Risk management is arguably the most vital aspect of trading. Once capital is in play, risks inevitably arise. The first layer of risk pertains to individual trades, with risk primarily existing within the duration from entry to exit. The second layer of risk pertains to overall performance metrics, such as win rate, maximum drawdown, average loss, and more. Correspondingly, risk control methods can be categorized into two types. For the first category of trades, tools like stop-loss, trailing stop, and profit targets can be employed. For the second category of trades, global risk control measures can be introduced (for instance, trading is halted for the day if the drawdown exceeds a certain percentage).

 

Whether the profit factor is 1.5 or 1.001 is not that important. As long as it is higher than 1 and the system makes steady profits a good money management can improve the results of your trading system. You do not need to have an extraordinarily profitable trading system to gain money. In the long term it's enough to have a stable strategy with a positive expectancy and proper money management.



(page 161)


Position sizing is another highly important topic. How much capital should be allocated for a given opportunity? One possible approach is outlined in Robert Carver's book "Systematic Trading." The central idea is to employ 10 signals to trigger a long position, with each signal assigned a weight. For the sake of illustration, let's assume equal weights for the 10 signals. If 4 out of the 10 signals indicate a long position, then 40% of the originally planned position size is utilized for the long trade. If all 10 signals indicate a long position, then the full 100% of the initially intended position size is used for the trade.

 

Let's assume that you are trading multiple assets with two different systems, one trend-following system (prone to exploit trending market) and counter-trend system (prone to exploit choppy markets)…



(page 179)


Diversifying among different strategies serves as a robust complement to diversifying across various asset classes. In other words, diversification across different strategies is almost akin to the Holy Grail of trading.

 

From our experience there is a common rule of thumb for most trading systems. The more signals a system produces, the less profitable it is! Or from the other side, the best trading systems with the highest profits per trade usually don't give entry signals every day in every market phase.

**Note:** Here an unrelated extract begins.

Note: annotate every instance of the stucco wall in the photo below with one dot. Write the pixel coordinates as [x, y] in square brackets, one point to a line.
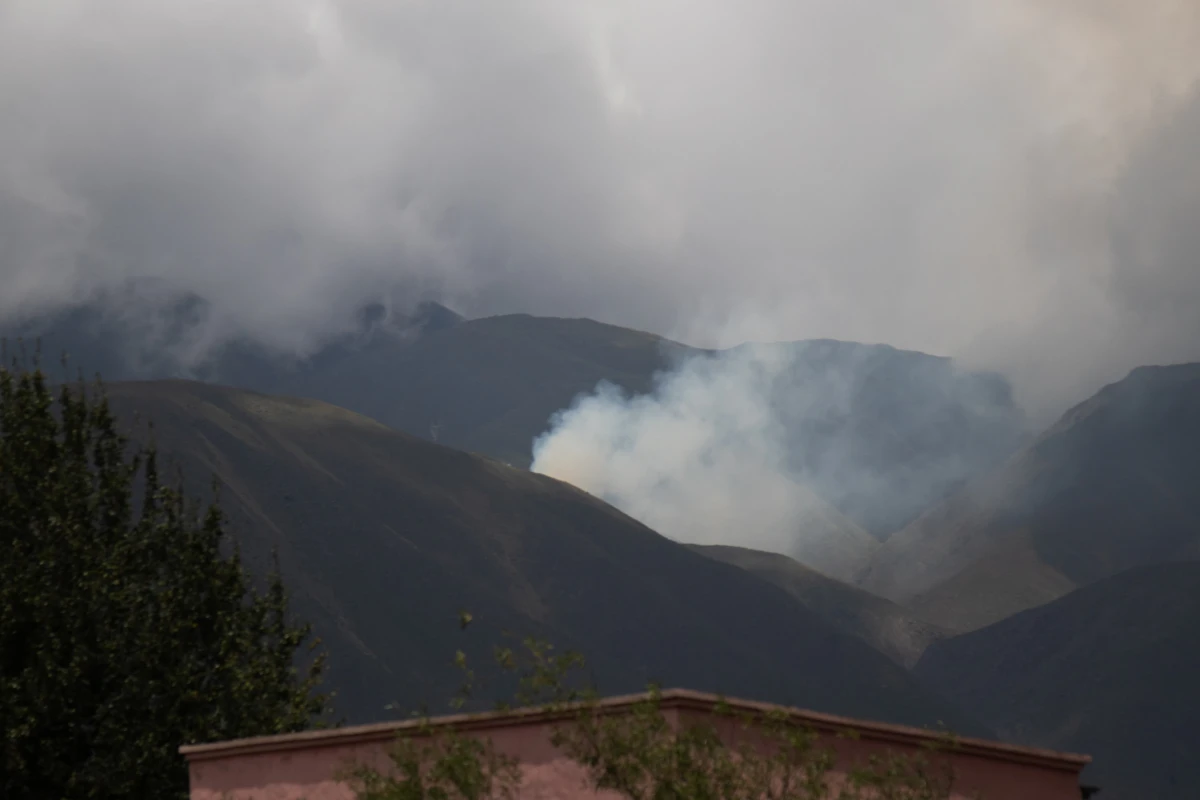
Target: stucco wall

Instead, their signals occur rarely, maybe only one time per month, per year, depending on the system logic and the chosen timescale. This means that with the more profitable systems, you will have long periods without any signals. Periods when you just sit like a fisherman for many hours, waiting for the fish to bite into the fishing line.



(page 190)


Quality stocks are worth the wait, even if it takes years. Truly exceptional trades hinge on the timing of entry. Once the market validates your analysis, holding the position firmly is the only right choice.